The first paper (
Implementation of Standardized Clinical Processes for TPMT Testing in a Diverse Multidisciplinary Population: Challenges and Lessons Learned) describes the process of implementing systemwide thiopurine methyltransferase (TPMT) testing at the University of Florida Health Personalized Medicine Program (UF PMP). After the successful implementation of CYP2C19 testing for patients undergoing percutaneous coronary intervention in an inpatient setting, researchers opted to analyze test ordering patterns for TPMT in a large and more diverse group of patients. Pharamacogenetic (PGx) test results were incorporated into Electronic Health Records (EHR) using Clinical Pharmacogenetic Implementation Consortium (CPIC) guidelines. Data came over a period of three years from 834 patients for whom TPMT testing was ordered (February 2014 to February 2017).
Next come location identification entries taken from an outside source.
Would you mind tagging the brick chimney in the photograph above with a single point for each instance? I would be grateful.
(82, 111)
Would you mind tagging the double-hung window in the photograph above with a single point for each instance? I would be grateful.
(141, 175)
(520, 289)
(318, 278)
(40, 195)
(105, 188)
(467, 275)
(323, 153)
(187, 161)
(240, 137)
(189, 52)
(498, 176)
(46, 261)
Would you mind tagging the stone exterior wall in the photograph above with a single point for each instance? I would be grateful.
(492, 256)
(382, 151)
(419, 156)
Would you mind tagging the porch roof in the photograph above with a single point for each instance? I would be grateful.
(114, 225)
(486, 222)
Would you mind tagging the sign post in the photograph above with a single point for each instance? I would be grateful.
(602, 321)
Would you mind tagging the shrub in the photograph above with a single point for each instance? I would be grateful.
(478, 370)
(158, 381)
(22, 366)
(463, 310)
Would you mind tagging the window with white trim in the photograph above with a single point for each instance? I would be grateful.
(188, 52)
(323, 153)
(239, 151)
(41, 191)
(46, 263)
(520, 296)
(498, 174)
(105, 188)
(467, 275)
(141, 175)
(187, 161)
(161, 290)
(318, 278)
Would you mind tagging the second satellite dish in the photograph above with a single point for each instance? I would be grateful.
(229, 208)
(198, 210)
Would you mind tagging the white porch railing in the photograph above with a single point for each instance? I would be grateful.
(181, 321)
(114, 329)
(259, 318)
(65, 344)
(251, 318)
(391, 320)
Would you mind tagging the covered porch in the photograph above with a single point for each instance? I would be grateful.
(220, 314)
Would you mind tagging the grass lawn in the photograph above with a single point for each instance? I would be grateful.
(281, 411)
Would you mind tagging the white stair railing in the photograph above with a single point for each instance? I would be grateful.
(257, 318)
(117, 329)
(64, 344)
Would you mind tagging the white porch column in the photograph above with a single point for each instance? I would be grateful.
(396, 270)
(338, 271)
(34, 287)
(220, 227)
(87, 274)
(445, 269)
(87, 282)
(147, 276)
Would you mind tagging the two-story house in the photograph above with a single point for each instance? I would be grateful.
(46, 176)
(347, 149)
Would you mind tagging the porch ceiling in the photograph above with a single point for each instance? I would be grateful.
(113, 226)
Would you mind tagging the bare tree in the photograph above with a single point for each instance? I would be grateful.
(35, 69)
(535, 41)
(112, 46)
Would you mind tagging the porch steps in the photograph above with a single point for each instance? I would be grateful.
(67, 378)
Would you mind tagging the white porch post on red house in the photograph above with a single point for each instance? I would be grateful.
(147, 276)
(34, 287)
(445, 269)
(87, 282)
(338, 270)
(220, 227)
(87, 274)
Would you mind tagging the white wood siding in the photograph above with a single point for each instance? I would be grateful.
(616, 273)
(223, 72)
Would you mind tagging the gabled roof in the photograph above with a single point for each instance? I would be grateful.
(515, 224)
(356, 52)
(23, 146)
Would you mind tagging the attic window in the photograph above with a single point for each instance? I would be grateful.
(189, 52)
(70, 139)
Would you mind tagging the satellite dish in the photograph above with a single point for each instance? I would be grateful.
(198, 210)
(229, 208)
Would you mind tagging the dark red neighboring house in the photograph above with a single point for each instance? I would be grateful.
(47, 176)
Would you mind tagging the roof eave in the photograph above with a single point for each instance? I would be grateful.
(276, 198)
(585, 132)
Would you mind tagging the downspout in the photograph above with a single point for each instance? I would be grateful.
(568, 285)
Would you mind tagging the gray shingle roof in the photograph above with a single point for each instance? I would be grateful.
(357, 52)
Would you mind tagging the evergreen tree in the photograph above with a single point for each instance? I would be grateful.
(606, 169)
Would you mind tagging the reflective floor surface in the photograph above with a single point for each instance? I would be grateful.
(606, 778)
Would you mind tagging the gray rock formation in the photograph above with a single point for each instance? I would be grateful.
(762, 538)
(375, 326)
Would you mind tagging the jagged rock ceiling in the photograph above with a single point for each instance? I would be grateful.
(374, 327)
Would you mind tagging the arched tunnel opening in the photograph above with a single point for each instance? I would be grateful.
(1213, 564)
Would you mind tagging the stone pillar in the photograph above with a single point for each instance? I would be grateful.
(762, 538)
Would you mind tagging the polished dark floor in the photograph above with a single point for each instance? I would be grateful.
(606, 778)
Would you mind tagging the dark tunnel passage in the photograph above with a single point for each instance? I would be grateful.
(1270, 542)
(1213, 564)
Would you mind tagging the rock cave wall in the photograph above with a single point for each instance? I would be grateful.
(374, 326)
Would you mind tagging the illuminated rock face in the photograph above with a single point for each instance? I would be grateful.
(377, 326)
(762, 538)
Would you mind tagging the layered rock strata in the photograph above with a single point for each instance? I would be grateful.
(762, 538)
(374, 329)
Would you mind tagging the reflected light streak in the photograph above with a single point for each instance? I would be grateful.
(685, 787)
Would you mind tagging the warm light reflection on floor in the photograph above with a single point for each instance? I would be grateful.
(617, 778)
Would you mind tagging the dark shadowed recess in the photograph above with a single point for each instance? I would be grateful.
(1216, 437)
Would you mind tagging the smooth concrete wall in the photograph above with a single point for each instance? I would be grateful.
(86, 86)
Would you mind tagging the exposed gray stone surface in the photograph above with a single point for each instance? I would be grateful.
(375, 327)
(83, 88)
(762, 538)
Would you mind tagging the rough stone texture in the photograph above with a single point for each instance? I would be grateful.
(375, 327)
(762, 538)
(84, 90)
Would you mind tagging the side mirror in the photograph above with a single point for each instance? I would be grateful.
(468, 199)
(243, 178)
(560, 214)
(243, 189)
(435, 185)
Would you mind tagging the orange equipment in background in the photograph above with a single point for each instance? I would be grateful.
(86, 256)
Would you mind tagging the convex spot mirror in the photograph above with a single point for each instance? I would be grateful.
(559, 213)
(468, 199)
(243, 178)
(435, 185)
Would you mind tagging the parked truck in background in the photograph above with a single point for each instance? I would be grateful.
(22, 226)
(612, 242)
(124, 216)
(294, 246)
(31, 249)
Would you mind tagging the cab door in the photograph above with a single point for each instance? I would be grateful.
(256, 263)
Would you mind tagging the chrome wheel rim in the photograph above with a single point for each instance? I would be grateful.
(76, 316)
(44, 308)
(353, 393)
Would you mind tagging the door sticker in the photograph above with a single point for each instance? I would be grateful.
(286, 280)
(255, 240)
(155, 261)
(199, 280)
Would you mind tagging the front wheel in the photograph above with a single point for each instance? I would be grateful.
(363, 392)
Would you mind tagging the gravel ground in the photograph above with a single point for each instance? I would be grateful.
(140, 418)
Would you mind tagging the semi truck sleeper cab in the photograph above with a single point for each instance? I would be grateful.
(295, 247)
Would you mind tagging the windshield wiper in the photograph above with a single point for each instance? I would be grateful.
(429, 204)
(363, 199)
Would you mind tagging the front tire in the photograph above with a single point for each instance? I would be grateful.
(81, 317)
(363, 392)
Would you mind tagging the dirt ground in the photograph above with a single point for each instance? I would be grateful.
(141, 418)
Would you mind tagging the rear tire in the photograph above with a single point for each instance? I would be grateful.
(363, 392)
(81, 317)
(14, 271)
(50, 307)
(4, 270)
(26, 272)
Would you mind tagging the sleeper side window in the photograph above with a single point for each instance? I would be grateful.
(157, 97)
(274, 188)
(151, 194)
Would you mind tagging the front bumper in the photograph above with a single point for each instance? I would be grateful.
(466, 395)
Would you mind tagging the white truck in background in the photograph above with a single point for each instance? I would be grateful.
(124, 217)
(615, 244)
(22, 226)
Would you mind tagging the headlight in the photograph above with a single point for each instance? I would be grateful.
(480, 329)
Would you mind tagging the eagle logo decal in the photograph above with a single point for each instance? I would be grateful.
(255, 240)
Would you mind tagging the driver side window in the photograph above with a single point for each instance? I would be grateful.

In general, enzymatic testing was ordered far more frequently than genetic testing (83% vs. 17%) and rates differed significantly (P< 0.0001) between outpatient (580) and inpatient orders (293). Significant differences were discovered between specialties with regards to TPMT test orders - for example, hematology/oncology service providers ordered genotype testing more frequently in the inpatient setting (95% of tests from hematology/oncology vs. 60% of tests from other specialties; P< 0.0001). The study also discusses differences in testing between populations and breaks down test alert notification preferences by specialties in detail. You may find more information on
TPMT,
azathioprine,
thioguanine, or
mercaptopurine on
PharmGKB and PGx-guided dosing guidelines on PharmGKB or
CPICpgx.org.
The second paper (
Patient understanding of, satisfaction with, and perceived utility of whole-genome sequencing: findings from the MedSeq Project) examines patient-subject understanding of informed consent, satisfaction with disclosure of results, and perception of whole genome sequencing utility (WGS) in cardiology and primary care patients. Patient-subjects were recruited by their cardiologists (already diagnosed with hypertrophic cardiomyopathy or dilated cardiomyopathy) or primary care physicians (PCP) (healthy adults) and were randomized to give family health history (FH) alone or undergo WGS too (FH + WGS). Results were discussed with their respective physicians, who had been counseled in genetics. A majority of subjects (N = 203) were White, non-Hispanic, had completed college and had annual household incomes of over $100K. Most subjects were able to adequately describe the study and demonstrated high genetics and health literacy, as well as an understanding of informed consent and experienced a high level of satisfaction. However, some differences emerged between the FH and the FH + WGS groups: subjects in the FH + WGS group were more likely to report feeling that they had received too much information, and subjects in the FH group reported less satisfaction and more decisional regret than the FH + WGS group. The authors suspect that FH subjects may have been disappointed at not having been randomized to receive WGS results. The primary care group was also more likely to feel that they had received too much information relative to the cardiology group. The authors note that the results are encouraging but suggest that similar efforts in future studies should aim to temper subjects’ expectations regarding WGS and that studies in more diverse cohorts will be necessary.